Pycrawler
A Python crawler tool to grab page(s) information from their html data or web url. This library using python 3 and some dependencies with java runtime.
Installation
You can install this lib directly from github repository by execute
# Install from last stable release
pip install git+ssh://git@github.com/slaveofcode/pycrawler@master
# install by pip
pip install pycrawler3
How To Use?
First of all you must installed java runtime machine to get the boilerpipe works, because it's depends on java machine.
from pycrawler.crawler import Crawler
# returns page object
page = Crawler.grab('http://www.pasarpanda.com')
# Here you can execute or get the information of page object
print(page.title) # print the title of page
print(page.images()) # get the image urls
print(page.content) # Print the extracted content
Available Methods and Attributes
# Grab from URL
page = Crawler.grab('http://www.getscoop.com/berita/scoop-meluncurkan-fitur-baru-parental-control/')
# Grab from file
page = Crawler.from_file('/home/aditya/mydir/myhtml.html')
# Grab from string
page = Crawler.from_text('<html><head><title>My title yo</title></head><body>The content of my html</body></html>')
# Page Object Methods and Properties
page.title # get the title of the page object
>>> 'SCOOP Meluncurkan Fitur Baru Parental Control Untuk Mendukung Konten Edukasi dan Anak | SCOOP Berita'
page.encoding # get encoding of page
>>> 'UTF-8'
page.canonical_url # get the canonical url
>>> 'http://www.getscoop.com/berita/scoop-meluncurkan-fitur-baru-parental-control/'
page.favicon # get favicon icon as list
>>> ['http://www.getscoop.com/berita/wp-content/themes/metro-pro/images/favicon.ico']
page.language # get language
>>> 'en-US'
page.metas # get meta tags as list dictionary
>>> [{'charset': 'UTF-8'}, {'name': 'description', 'content': 'SCOOP ingin meningkatkan aktivitas edukatif dan pengaruh positif bagi anak di dunia digital.

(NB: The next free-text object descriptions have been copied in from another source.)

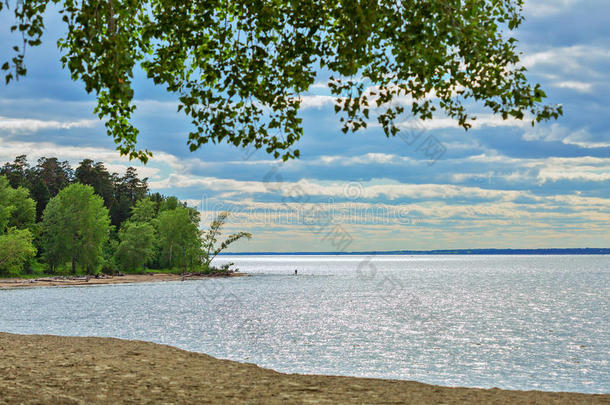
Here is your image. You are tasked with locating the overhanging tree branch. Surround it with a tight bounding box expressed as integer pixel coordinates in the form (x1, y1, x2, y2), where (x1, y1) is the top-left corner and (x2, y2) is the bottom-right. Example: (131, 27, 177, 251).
(2, 0, 562, 162)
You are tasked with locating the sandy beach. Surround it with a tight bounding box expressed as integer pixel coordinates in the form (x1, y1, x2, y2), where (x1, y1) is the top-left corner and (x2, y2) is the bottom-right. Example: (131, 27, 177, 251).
(0, 273, 246, 290)
(0, 333, 607, 404)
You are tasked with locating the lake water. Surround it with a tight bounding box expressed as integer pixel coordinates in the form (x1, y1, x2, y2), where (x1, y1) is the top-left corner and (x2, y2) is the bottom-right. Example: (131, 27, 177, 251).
(0, 255, 608, 393)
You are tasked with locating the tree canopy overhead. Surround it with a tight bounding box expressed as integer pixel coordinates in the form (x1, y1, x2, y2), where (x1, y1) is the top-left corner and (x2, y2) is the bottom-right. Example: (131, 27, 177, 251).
(2, 0, 562, 162)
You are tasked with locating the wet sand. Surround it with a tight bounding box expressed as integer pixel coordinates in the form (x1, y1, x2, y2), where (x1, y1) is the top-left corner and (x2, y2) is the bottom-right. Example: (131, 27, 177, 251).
(0, 333, 607, 404)
(0, 273, 245, 289)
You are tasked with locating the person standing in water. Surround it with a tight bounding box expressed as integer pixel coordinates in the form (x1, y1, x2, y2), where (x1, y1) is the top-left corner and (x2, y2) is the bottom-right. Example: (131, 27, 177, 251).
(294, 269, 297, 276)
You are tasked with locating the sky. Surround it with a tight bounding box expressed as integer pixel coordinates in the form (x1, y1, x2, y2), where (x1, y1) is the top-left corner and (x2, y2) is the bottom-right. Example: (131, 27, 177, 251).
(1, 0, 609, 252)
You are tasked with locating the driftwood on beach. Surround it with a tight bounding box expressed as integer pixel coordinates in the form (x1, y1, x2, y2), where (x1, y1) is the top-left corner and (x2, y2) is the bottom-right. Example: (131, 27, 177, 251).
(0, 272, 245, 289)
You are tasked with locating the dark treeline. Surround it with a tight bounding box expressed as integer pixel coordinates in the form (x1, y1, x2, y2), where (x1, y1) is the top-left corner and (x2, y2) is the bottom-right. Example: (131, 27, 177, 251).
(1, 155, 147, 227)
(0, 155, 250, 277)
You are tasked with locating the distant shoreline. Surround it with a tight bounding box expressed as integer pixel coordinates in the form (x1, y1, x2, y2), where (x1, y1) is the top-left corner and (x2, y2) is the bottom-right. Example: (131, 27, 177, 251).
(221, 248, 610, 255)
(1, 333, 607, 403)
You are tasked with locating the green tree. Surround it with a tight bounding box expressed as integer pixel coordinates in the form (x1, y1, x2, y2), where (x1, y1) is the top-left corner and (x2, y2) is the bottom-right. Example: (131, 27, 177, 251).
(130, 198, 157, 223)
(110, 168, 148, 228)
(0, 228, 37, 276)
(0, 176, 14, 232)
(100, 237, 119, 275)
(27, 175, 51, 222)
(41, 184, 111, 274)
(0, 155, 30, 189)
(1, 156, 54, 222)
(0, 176, 36, 233)
(157, 206, 201, 271)
(75, 159, 115, 207)
(2, 0, 561, 162)
(5, 187, 36, 230)
(202, 212, 251, 268)
(34, 157, 73, 198)
(115, 222, 156, 271)
(159, 196, 179, 212)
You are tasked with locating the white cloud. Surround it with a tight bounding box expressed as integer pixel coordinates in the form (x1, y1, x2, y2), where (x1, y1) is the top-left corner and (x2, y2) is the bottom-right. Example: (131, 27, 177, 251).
(299, 95, 336, 109)
(453, 154, 610, 185)
(150, 174, 531, 202)
(536, 157, 610, 183)
(133, 99, 180, 111)
(0, 116, 98, 133)
(524, 0, 580, 17)
(315, 153, 415, 166)
(521, 45, 610, 77)
(468, 153, 610, 184)
(398, 114, 530, 131)
(0, 140, 122, 164)
(309, 82, 329, 90)
(523, 123, 570, 142)
(538, 167, 610, 183)
(551, 81, 594, 93)
(523, 124, 610, 149)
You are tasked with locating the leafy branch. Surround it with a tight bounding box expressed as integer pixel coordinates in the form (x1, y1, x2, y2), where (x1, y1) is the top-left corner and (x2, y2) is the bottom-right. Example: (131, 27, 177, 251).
(202, 211, 251, 267)
(2, 0, 562, 162)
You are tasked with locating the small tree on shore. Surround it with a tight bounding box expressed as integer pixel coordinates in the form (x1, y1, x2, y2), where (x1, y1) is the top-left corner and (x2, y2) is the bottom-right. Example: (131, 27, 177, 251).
(202, 212, 251, 269)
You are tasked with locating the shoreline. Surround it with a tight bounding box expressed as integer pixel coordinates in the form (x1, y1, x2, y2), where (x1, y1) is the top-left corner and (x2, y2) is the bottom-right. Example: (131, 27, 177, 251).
(0, 333, 607, 404)
(0, 272, 246, 290)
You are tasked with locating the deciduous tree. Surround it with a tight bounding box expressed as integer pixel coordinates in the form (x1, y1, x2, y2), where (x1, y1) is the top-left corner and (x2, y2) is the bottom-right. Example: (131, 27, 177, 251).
(157, 206, 201, 271)
(0, 228, 37, 275)
(129, 198, 158, 223)
(41, 183, 111, 274)
(115, 222, 156, 271)
(0, 176, 36, 232)
(202, 212, 251, 267)
(5, 186, 36, 230)
(0, 176, 14, 233)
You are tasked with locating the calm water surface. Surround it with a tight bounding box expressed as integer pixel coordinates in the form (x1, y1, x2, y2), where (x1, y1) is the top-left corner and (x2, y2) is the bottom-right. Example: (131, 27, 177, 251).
(1, 255, 608, 393)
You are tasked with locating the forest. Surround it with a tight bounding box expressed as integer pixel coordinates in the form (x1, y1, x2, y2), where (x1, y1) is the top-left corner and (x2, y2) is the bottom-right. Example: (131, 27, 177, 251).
(0, 155, 250, 277)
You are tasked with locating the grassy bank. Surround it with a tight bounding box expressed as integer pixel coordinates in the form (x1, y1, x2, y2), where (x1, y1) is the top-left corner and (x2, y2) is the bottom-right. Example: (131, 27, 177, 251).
(0, 333, 607, 404)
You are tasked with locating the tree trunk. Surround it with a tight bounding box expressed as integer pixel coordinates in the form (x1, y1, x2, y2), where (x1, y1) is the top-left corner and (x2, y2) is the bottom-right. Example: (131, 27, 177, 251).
(169, 244, 173, 269)
(72, 257, 76, 274)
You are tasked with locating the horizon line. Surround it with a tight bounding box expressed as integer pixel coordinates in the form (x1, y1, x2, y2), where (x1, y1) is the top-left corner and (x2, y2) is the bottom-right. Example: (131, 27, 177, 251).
(220, 248, 610, 255)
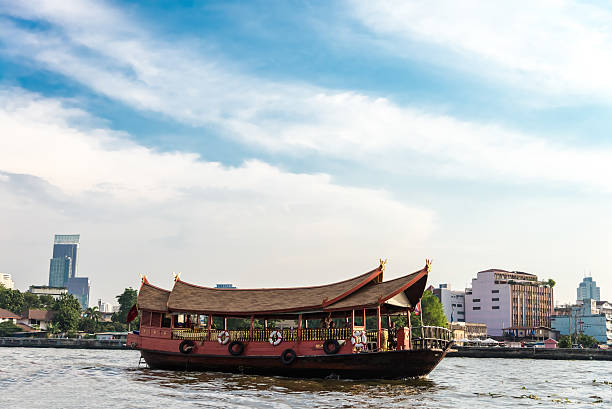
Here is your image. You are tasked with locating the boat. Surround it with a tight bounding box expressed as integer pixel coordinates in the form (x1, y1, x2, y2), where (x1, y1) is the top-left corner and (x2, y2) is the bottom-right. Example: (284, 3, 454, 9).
(126, 259, 453, 379)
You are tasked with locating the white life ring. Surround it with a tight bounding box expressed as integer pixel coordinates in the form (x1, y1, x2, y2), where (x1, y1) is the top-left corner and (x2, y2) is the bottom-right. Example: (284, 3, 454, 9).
(217, 330, 230, 345)
(351, 330, 368, 349)
(268, 330, 282, 346)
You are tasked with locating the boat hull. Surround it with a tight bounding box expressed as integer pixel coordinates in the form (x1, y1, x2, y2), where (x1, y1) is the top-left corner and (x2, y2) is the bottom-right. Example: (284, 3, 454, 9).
(140, 346, 450, 379)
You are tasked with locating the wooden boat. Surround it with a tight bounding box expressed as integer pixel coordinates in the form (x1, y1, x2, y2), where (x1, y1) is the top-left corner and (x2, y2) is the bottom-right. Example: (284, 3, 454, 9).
(127, 260, 453, 379)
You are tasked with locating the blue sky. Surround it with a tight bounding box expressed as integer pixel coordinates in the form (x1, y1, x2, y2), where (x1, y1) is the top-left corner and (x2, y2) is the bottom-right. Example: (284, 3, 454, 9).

Baca selengkapnya SCOOP Meluncurkan Fitur Baru Parental Control Untuk Mendukung Konten Edukasi dan Anak.'}, {'name': 'robots', 'content': 'noodp,noydir'}, ...]
page.content # get extracted content
>>> 'SCOOP Meluncurkan Fitur Baru Parental Control Untuk Mendukung Konten Edukasi dan Anak\nNovember 18, 2015\nby Ita Istiqomah Leave a Comment\nSetelah sukses dengan fitur SCOOP Premium, kami kembali melakukan terobosan dan inovasi, salah satunya dengan merilis layanan terbaru "Parental Control” pada bulan November ini....'
page.links # get links
>>> ['http://www.getscoop.com/berita/scoop-meluncurkan-fitur-baru-parental-control/#respond', 'http://www.getscoop.com/berita/category/entrepreneurship/', 'http://www.getscoop.com/berita/category/technology/', ...]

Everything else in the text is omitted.